In the meantime why not correct OSM data, could be fun.

First I went for obvious garbage: ‘$x1’, ‘null’, ‘0’, non-printable characters and such. Not a lot.

Then any postcodes not starting with a number. That turned out hundreds of city names (with or without postcode), street names or states codes. Splitting those values in iD editor was easy. For those formatted “TX 12345” I used the level0 editor state-by-state, it’s faster but still very manual.

Lastly it will be postcodes which are 3-4 or 6 digits. That will take the longest and often require local knowledge. Those “123XX” I think have little value, no search engine can make effective use of partial postcodes. At least in the US postcodes are not hierarchical enough.

I found some foreign postcodes, usually UK and Canada (well 5 digits French postcodes looks exactly like US postcodes so I wouldn’t be able to identify them). There must have been a bug with the openwheelmap app least year. For example a hospital was mapped in the middle of a rural road in Ohio, postcode, town, phone number all pointing to England. 10 of those from different users, all using that app. For most I found the place already mapped in the other country, so just had to merge some tags and delete as duplicate. For extra head scratching I found some in the ocean.

Some foreign postcodes near the country border are fine. E.g. a border patrol house was crossing the border. Who knows what’s the story behind this petrol station

In my opinion POBOX data doesn’t belong in OSM. There was less than 10 places with PO BOX numbers in the addr:postcode values. Some came from an import, others were ecommerce stores with no physical presence. The location was either a postoffice (makes sense) or nearby (doesn’t make sense). If the website didn’t list a street address I decided to delete the place. Users can’t visit the store in the real world and an entry inside a postoffice doesn’t reflect reality.

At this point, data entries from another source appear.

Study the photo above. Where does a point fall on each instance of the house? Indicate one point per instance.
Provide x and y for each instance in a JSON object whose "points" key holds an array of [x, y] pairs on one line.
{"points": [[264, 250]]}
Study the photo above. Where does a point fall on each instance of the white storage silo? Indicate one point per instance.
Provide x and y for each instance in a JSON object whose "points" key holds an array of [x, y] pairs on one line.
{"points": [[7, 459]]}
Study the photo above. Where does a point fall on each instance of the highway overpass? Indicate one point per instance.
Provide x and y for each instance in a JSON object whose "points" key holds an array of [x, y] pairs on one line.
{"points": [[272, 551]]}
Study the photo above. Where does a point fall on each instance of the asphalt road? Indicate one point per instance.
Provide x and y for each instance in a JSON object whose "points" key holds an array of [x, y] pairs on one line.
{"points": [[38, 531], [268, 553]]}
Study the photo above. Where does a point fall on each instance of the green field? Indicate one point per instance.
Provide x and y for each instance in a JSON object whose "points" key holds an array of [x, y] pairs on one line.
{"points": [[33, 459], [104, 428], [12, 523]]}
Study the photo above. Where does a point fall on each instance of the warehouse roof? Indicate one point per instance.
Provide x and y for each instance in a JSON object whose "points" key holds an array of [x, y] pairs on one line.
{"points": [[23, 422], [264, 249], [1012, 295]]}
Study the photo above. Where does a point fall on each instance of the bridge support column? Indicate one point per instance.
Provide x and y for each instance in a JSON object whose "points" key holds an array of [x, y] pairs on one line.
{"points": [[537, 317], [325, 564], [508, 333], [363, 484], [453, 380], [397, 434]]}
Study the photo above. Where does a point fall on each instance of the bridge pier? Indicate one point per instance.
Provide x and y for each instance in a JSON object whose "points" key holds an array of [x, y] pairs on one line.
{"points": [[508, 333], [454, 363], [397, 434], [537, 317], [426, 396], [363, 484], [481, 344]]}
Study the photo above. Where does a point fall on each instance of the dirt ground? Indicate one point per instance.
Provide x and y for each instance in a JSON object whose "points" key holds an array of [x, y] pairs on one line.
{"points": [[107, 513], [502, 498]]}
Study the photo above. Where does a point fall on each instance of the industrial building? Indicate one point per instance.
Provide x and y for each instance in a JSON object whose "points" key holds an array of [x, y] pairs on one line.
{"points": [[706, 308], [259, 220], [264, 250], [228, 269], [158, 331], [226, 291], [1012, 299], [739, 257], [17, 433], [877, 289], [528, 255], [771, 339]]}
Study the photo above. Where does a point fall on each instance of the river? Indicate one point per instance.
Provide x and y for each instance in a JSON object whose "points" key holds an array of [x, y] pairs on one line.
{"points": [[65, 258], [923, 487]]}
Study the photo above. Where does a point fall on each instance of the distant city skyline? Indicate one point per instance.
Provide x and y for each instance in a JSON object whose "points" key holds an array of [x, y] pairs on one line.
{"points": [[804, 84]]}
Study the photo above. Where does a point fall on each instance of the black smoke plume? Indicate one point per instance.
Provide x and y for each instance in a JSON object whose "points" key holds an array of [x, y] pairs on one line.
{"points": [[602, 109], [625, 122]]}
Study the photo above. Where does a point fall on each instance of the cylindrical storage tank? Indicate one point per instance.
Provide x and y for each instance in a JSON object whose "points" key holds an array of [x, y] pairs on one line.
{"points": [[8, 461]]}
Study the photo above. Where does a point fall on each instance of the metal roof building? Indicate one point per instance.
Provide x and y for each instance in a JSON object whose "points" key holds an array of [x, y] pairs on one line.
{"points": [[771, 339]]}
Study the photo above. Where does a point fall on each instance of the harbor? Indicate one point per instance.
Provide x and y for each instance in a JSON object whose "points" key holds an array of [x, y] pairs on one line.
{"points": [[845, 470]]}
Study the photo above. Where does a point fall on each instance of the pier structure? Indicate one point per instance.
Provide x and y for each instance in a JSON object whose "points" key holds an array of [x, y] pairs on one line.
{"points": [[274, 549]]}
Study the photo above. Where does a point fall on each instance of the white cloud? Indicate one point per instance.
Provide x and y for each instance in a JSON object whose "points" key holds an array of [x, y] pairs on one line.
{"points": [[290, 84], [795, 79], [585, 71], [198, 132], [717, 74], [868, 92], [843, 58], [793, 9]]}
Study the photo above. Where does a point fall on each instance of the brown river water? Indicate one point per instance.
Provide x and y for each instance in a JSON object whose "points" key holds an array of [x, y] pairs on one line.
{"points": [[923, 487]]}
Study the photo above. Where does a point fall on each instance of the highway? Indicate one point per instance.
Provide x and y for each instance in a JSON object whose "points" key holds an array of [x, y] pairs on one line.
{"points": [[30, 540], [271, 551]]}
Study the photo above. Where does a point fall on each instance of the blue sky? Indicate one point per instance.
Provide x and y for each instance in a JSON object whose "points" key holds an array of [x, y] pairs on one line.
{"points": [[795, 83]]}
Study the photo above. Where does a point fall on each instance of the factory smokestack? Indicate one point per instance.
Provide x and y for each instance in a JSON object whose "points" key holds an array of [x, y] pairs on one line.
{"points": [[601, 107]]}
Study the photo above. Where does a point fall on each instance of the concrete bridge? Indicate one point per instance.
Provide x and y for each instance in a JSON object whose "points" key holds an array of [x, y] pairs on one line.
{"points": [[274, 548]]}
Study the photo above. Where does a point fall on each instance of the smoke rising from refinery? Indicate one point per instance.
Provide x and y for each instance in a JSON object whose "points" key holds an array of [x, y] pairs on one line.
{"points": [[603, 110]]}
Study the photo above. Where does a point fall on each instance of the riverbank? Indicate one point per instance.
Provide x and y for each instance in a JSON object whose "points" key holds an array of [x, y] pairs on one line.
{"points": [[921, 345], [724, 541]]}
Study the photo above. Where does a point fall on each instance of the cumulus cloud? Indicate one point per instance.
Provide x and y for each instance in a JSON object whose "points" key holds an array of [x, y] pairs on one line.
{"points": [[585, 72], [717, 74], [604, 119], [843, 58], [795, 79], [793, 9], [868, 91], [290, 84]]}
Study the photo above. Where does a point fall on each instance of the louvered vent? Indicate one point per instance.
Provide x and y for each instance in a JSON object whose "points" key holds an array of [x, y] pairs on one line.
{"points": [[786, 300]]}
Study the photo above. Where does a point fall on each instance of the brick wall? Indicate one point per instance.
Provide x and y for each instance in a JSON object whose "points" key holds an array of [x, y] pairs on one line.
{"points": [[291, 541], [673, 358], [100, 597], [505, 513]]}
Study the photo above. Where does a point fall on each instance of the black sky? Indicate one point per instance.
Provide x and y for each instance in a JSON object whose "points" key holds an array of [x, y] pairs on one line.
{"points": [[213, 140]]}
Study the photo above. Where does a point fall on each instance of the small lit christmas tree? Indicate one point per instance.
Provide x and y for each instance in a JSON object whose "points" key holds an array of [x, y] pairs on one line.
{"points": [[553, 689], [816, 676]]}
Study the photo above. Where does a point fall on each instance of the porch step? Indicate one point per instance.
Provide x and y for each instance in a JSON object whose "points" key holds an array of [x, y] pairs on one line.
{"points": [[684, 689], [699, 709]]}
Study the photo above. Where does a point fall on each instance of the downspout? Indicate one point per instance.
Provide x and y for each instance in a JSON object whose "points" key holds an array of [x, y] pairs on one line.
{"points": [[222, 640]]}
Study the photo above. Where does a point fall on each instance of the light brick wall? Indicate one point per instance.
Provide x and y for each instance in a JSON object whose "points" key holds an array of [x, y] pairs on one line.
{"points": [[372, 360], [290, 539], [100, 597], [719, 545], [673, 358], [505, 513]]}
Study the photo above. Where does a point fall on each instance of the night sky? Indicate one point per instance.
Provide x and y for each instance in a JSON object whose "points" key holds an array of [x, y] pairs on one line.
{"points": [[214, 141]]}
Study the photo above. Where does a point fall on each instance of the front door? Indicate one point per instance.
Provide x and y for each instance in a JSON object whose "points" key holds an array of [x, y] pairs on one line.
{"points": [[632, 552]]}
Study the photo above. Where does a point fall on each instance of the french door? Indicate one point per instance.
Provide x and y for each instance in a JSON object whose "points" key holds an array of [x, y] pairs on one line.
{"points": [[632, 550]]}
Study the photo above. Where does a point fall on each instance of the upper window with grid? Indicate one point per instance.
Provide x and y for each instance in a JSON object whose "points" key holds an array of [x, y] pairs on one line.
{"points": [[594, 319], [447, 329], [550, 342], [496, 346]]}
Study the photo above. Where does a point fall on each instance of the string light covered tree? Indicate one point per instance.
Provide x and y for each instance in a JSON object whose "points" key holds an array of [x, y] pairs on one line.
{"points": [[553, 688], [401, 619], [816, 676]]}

Of course there were many small corrections besides postcodes I found. Closed shops, misplaced shops (left OSM notes), SEO and marketing descriptions

In total I might be able to edit 2000-3000 places, I hope those edited with level0 editor and spanning a larger area (still less than 50 places each) don’t look to scary or mechanical/scripted to other mappers. Thousands others will be left open and I might write a validator plugin ( ?). Even if all match the standard a future project could check for postcodes too far out of place, at least on the Nominatim issue list users reported bugs caused by those postcodes.